Lincoln defenders also note that Lincoln was known for reading the Bible. But Lincoln rejected the Bible’s divine inspiration and viewed it only as a book of practical advice. Lincoln read Aesop’s Fables just as much as he read the Bible. William Herndon, Lincoln’s long-time friend and law partner, said Lincoln rejected the Bible as a revelation from God:

As to Mr. Lincoln’s religious views. . . . He was, in short, an infidel . . . a theist. He did not believe that Jesus was God, nor the Son of God. He was a fatalist and denied the freedom of the will.
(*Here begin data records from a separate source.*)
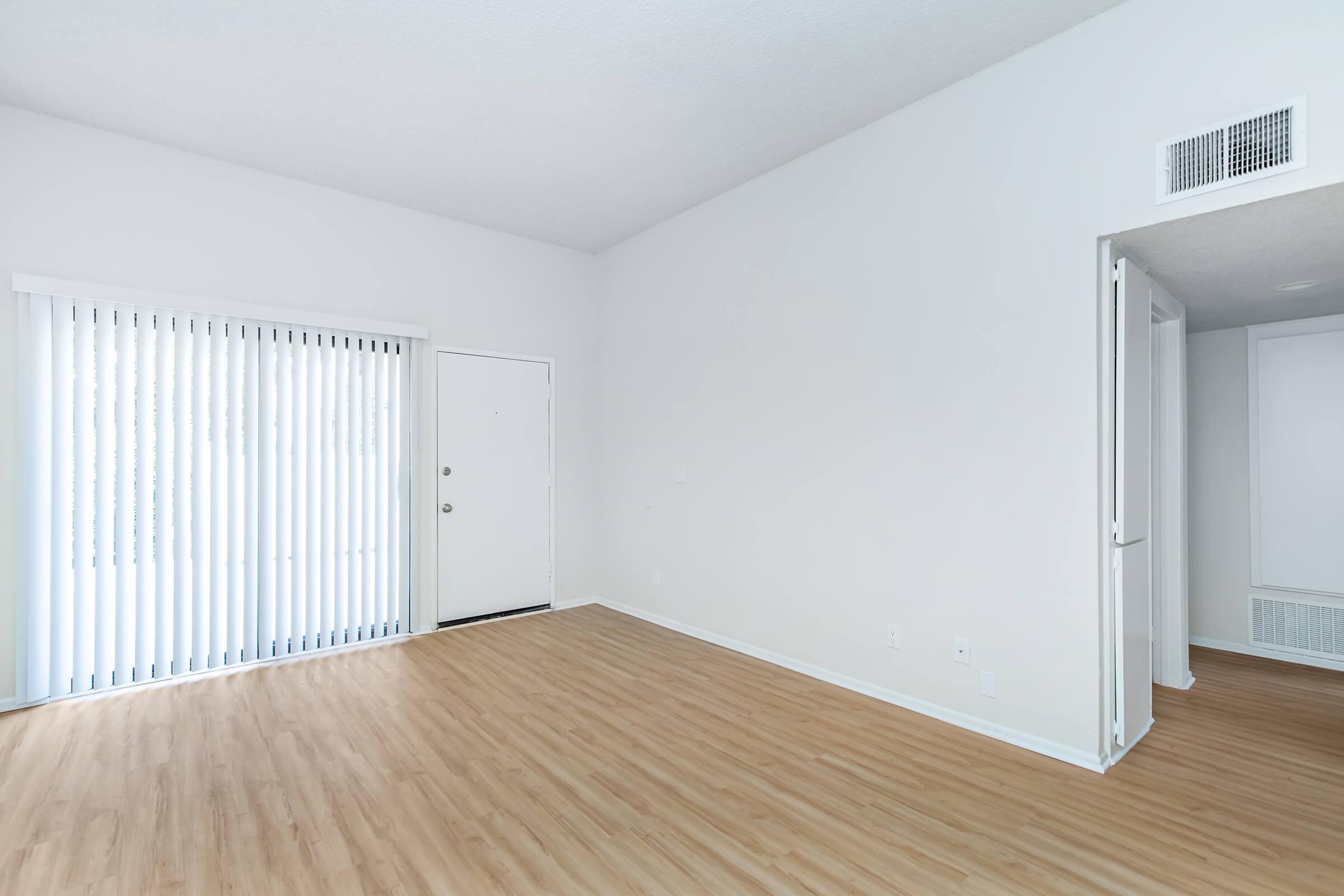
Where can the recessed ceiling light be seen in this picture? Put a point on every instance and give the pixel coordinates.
(1296, 285)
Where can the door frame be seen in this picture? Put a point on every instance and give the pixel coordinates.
(1108, 253)
(550, 452)
(1170, 512)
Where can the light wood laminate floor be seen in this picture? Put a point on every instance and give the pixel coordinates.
(585, 752)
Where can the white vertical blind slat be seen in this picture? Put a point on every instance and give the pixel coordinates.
(284, 489)
(124, 496)
(62, 494)
(182, 517)
(84, 488)
(212, 491)
(381, 487)
(39, 483)
(340, 488)
(368, 539)
(328, 483)
(218, 491)
(267, 491)
(404, 488)
(166, 492)
(144, 463)
(299, 497)
(237, 489)
(314, 528)
(104, 473)
(200, 493)
(355, 494)
(252, 504)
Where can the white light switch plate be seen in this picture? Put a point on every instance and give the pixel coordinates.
(962, 649)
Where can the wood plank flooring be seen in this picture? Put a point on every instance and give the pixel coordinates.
(589, 753)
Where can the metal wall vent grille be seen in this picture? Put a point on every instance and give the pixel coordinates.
(1233, 152)
(1298, 627)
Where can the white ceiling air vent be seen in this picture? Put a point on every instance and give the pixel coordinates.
(1298, 627)
(1267, 143)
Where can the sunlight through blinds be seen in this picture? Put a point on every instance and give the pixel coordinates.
(206, 491)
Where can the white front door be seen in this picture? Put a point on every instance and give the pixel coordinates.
(1133, 497)
(494, 486)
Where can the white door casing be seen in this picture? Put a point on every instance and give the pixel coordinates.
(495, 501)
(1131, 553)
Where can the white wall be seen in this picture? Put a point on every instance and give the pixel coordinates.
(879, 363)
(85, 204)
(1220, 488)
(1220, 484)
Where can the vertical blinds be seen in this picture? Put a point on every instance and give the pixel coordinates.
(206, 491)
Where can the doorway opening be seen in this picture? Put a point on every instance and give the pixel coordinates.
(1222, 429)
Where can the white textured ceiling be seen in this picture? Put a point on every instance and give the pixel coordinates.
(575, 122)
(1225, 265)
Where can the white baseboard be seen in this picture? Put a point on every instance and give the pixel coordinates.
(576, 602)
(1094, 762)
(1117, 757)
(1303, 660)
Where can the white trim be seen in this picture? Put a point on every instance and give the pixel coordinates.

Mr. Lincoln told me a thousand times, that he did not believe the Bible was the revelation of God, as the Christian world contends. (William Herndon, Life of Lincoln, p. 28)

C. A. Tripp commented on Lincoln’s Bible reading as follows:

On the other hand, later as president he was known to read the Bible (rather more than before) and would not infrequently quote words and phrases from it. Both these images--his Bible reading and borrowings from it--caused a few casual observers to believe he had become a convert, or at least that he came to lean more than he ever had before toward conventional beliefs. Far from it. Consistently through life . . . Lincoln was greatly disinclined toward prayers or praying or preachers; least of all was he ever prone to believe in, or to petition help from, any personal God. (The Intimate World of Abraham Lincoln, p. 189)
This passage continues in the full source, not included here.